The precision versus sensitivity curves for the default parameters of the other methods are displayed in Figure 3a and b. In both organisms PACMIT shows the highest precision among all methods. In the human especially, the results of PACMIT are astonishing: its precision is about twice higher than the precision of the other methods (Figure 3b). Note that the other methods perform on par with the completely random ordering and much worse than the simplest seed 2–8 method (Figure 3b). In the fruit fly (Figure 3a) all algorithms except PACMIT and PITA have lower precision than the seed 2–8 method; those that neglect accessibility show precision lower than the completely random ordering. The results change for the high-precision set of parameters (Figure 3c and d) although PACMIT still has the highest precision. In the fruit fly, the other methods show a considerable improvement (Figure 3c). PITA has a higher precision than IntaRNA (presumably due to the requirement of perfect seed matches) and is the only method with a significant increase in precision also in the human genome (Figure 3d). As for miRanda, the apparent limitation of the thermodynamic model is well compensated by the heuristic score: not only is miRanda much more precise than RNAhybrid but it also shows a competitive behavior in comparison with PITA and IntaRNA. The poor precision of RNAhybrid in comparison with miRanda and with the random ordering confirms that efficient prediction of miRNA targets requires additional features beyond the hybridization energy. We note that by ignoring the seed requirement and ranking predictions based on the hybridization energy only, one can achieve higher sensitivity and also detect exceptional sites not satisfying the seed requirement. However, this is done only at the expense of a huge number of predictions and a very poor precision.

Figure 3.

Figure 3.

Comparison of PACMIT with other methods. Precision versus sensitivity curves obtained with the default parameters of different methods are shown for (a) the fruit fly and (b) the human. We also show the curves obtained with the ‘high-precision’ parameters for (c) the fruit fly and (d) the human. For the description of the ‘Seed 2–8’ and ‘Random’ curves, see the main text.

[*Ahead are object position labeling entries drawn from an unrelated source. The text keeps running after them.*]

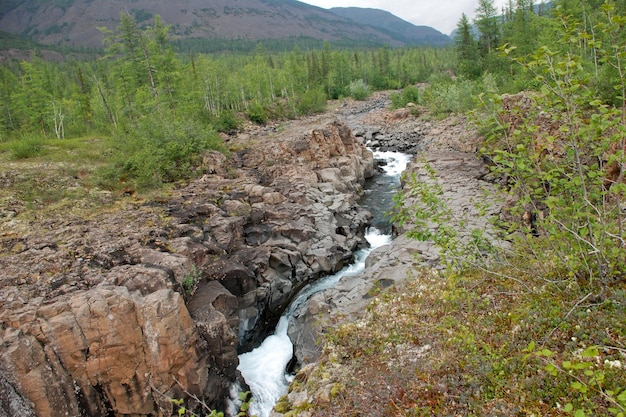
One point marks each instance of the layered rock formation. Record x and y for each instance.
(114, 313)
(447, 147)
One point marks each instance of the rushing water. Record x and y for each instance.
(264, 368)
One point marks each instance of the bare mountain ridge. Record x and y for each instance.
(76, 22)
(399, 29)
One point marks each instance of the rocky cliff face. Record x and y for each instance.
(112, 314)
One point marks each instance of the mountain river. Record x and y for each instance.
(265, 368)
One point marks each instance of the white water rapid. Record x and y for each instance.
(264, 368)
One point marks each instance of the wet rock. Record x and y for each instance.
(92, 313)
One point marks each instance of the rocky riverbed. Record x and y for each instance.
(114, 312)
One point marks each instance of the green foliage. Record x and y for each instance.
(28, 146)
(181, 410)
(257, 113)
(158, 150)
(226, 121)
(557, 148)
(359, 90)
(451, 96)
(311, 102)
(190, 281)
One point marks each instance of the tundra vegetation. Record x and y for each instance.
(534, 329)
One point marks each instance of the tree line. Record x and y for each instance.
(141, 75)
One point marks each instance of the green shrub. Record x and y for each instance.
(257, 113)
(226, 121)
(408, 95)
(26, 147)
(359, 90)
(311, 102)
(452, 96)
(157, 150)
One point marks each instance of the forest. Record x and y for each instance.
(542, 327)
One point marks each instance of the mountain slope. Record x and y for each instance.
(76, 22)
(399, 29)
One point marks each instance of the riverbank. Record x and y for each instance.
(506, 335)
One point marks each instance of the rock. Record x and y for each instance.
(103, 349)
(92, 313)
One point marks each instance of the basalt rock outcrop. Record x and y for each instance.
(114, 313)
(446, 147)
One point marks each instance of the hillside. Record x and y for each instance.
(77, 22)
(399, 29)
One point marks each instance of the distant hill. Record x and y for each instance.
(76, 22)
(397, 28)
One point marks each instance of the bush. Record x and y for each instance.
(158, 150)
(408, 95)
(311, 102)
(26, 147)
(359, 90)
(257, 113)
(226, 121)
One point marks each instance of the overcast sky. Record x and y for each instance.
(442, 15)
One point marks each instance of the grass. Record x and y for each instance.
(51, 174)
(476, 344)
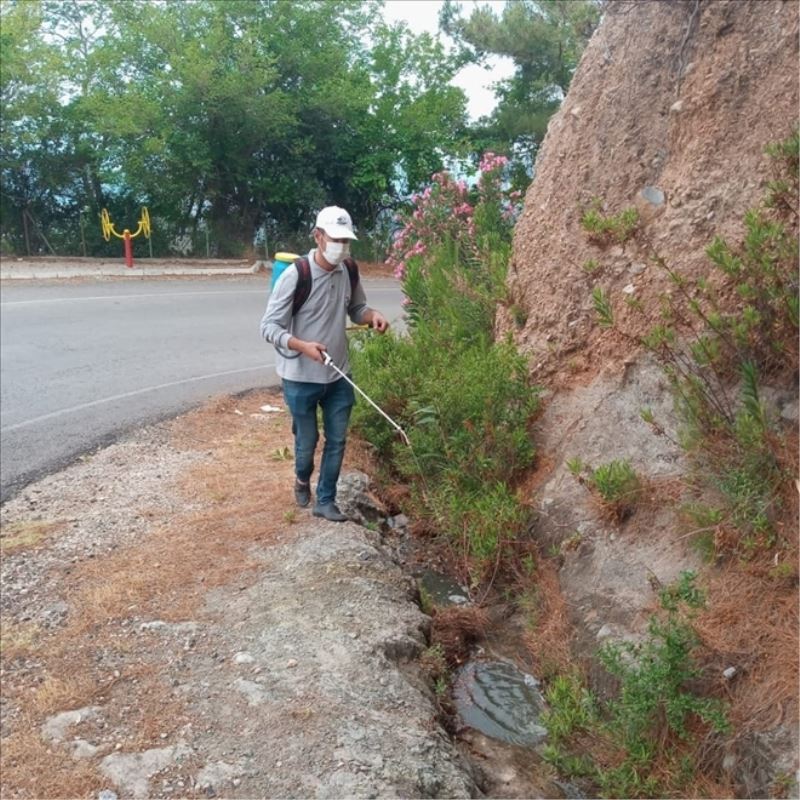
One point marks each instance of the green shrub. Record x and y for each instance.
(717, 345)
(464, 400)
(651, 721)
(603, 229)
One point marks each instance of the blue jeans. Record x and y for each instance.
(336, 401)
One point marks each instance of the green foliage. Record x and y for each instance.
(653, 711)
(602, 307)
(544, 39)
(464, 399)
(604, 229)
(716, 352)
(590, 266)
(220, 116)
(571, 709)
(575, 466)
(616, 482)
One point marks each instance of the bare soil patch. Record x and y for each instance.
(145, 603)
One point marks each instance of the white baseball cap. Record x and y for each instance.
(336, 223)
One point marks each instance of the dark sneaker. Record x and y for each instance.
(302, 493)
(329, 511)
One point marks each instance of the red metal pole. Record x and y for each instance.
(126, 237)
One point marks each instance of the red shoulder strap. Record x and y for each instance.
(352, 271)
(303, 288)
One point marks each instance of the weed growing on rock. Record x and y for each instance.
(615, 484)
(604, 229)
(719, 347)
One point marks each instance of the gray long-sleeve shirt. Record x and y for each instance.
(323, 318)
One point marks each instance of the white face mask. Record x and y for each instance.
(336, 252)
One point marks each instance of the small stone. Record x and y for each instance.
(653, 195)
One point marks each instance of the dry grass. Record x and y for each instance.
(548, 640)
(752, 623)
(234, 500)
(18, 536)
(456, 629)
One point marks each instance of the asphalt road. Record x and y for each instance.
(82, 363)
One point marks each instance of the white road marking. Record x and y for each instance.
(53, 414)
(6, 304)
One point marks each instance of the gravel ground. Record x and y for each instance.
(278, 684)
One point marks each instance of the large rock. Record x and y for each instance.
(672, 101)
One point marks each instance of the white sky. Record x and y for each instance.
(423, 15)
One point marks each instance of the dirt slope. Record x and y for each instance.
(668, 112)
(678, 96)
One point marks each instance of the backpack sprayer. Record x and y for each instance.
(328, 361)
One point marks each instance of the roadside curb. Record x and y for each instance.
(45, 272)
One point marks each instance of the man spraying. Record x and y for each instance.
(306, 318)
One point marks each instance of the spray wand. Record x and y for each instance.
(328, 361)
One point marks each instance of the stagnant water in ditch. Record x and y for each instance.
(498, 705)
(500, 701)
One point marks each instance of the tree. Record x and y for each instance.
(545, 39)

As the validation of the fruit fly data set has been historically motivated by the top predictions of existing computational methods that involve free energies in their ranking score (such as PITA), one would expect many true positives to be located among the top predictions of such methods. On the other hand, the validation was never motivated by a method ranking predictions by over-representation like PACMIT, and so one might expect fewer true positives among the top predictions of PACMIT. It is therefore astonishing that among the top 100 predictions, PACMIT-0.2* finds more than four times as many true positives than all other methods for their default parameters and more than twice as many for the high-precision parameters (Figure 4). Moreover, PACMIT shows the highest numbers of true positives among the top 500 and top 1000 predictions in both situations (Figure 4). For the high precision parameters (Figure 4b), PITA shows better results than IntaRNA, but only comparable results to miRanda, which seems to capture in its empirical score more information than the thermodynamic calculations of both IntaRNA and RNAhybrid. Comparison of PACMIT and PITA in Figures 3 and 4 shows the advantages of over-representation as the ranking criterion. Although both approaches consider only perfect seed matches and rank the targets according to scores that account for multiple sites, over-representation enriches the top predictions with more true positives than the energy ranking of PITA.

Figure 4.

Figure 4.

PACMIT has a higher number of validated targets among the top predictions. Numbers of validated targets among the top 100, 500 and 1000 predictions are shown for the fruit fly predictions by different methods under the (a) default and (b) ‘high-precision’ parameters. Also shown is the number of validated targets predicted before predicting the first false positive (see the rightmost cluster of bars, labeled ‘While PR = 1’).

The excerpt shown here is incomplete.